The Juno mission in 2016 revealed that Jupiter’s polar regions contain a set of vortices cohabiting in tightly-packed crystal formations. These crystals were
noted for their remarkable stability, even withstanding the intrusion of a stray cyclone drifting into the arrangement. Wind and infrared measurements of these vortices give estimates of their radial extent and velocity profiles, indicating these vortices are surrounded by an annulus of opposing potential vorticity (pv), commonly referred to as a shield.
However, the underlying mechanisms that lead to the development and maintenance of vortex shielding on planetary vortices are generally poorly under-
stood. For example, the sensitivities of the shielding process to planetary parameters, such as deformation radius, are largely unexplored.
Recent work has shown that, in a shallow water framework, these shields are pertinent to the crystal stability. Particularly, recent modelling efforts have
placed strict bounds for this shielding in terms of magnitude. Although much work has been devoted to this topic, there are still significant questions remaining and large gaps in our understanding of these polar vortex crystals.
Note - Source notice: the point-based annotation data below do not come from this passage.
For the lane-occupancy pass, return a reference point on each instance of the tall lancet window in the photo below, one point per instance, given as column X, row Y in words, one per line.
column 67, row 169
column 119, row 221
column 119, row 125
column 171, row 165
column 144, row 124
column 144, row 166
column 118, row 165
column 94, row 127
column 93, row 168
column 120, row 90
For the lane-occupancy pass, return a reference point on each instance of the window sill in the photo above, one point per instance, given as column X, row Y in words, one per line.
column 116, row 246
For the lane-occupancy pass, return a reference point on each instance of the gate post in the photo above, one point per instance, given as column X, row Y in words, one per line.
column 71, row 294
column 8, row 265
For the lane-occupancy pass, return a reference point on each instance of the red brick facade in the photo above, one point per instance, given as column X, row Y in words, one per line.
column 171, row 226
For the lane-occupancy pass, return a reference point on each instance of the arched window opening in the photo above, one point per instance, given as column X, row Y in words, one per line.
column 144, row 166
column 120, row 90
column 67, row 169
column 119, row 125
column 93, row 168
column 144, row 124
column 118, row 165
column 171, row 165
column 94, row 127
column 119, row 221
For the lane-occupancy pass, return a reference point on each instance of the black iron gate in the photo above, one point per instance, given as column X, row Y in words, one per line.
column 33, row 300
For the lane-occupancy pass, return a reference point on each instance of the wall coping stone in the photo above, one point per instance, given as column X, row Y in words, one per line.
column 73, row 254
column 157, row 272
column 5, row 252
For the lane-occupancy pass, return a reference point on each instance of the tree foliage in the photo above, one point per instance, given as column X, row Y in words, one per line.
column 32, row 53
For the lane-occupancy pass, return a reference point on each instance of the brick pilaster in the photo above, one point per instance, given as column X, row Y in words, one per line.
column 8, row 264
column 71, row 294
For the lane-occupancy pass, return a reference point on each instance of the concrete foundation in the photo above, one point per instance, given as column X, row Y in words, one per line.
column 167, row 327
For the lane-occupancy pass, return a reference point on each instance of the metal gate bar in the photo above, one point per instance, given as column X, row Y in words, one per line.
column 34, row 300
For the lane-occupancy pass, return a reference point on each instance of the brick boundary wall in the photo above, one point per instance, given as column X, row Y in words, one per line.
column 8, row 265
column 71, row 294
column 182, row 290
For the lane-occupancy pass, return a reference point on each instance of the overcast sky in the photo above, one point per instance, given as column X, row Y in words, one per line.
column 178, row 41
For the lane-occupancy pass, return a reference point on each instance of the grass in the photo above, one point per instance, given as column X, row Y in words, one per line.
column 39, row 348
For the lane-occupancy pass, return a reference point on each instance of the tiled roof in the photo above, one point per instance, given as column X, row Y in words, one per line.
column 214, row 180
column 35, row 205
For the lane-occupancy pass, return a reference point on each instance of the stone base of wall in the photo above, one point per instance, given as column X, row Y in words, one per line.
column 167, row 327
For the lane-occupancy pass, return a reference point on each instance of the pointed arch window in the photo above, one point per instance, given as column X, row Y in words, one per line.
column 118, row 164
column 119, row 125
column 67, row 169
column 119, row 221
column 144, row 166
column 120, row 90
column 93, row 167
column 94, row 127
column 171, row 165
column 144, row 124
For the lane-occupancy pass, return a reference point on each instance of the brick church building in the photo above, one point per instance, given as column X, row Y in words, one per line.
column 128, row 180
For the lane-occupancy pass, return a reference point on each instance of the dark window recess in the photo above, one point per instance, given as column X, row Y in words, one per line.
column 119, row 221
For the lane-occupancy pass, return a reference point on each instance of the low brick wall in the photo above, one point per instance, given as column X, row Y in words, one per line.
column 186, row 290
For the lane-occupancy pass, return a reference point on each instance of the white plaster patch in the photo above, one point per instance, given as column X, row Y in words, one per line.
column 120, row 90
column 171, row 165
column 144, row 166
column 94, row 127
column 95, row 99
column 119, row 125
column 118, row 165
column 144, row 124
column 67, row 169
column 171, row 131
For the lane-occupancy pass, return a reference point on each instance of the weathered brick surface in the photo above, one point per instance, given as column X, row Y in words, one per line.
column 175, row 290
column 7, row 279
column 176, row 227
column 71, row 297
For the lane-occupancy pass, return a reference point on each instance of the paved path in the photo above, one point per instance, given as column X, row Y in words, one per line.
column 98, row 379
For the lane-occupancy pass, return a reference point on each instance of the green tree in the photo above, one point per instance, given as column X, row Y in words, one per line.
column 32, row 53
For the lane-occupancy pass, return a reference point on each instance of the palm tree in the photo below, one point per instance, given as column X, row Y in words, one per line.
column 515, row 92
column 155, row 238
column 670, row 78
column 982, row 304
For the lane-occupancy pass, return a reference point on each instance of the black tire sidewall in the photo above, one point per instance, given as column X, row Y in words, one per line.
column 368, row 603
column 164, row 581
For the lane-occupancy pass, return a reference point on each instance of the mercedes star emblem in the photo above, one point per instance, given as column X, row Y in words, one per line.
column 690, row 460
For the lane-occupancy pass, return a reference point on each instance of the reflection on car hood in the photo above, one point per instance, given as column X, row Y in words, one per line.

Here we present a preliminary exploration of the parameter space, using a quasi-geostrophic beta plane model to simulate the drift of Gaussian pv pulses
in Jupiter-like conditions. These initial results indicate that vortex shielding may have a strong dependence on the deformation radius and the background pv gradient, suggesting a strong dependence on latitude. These preliminary results will form the basis of our work modelling Jovian polar crystal formation
and vortex shield development in more detailed atmospheric settings.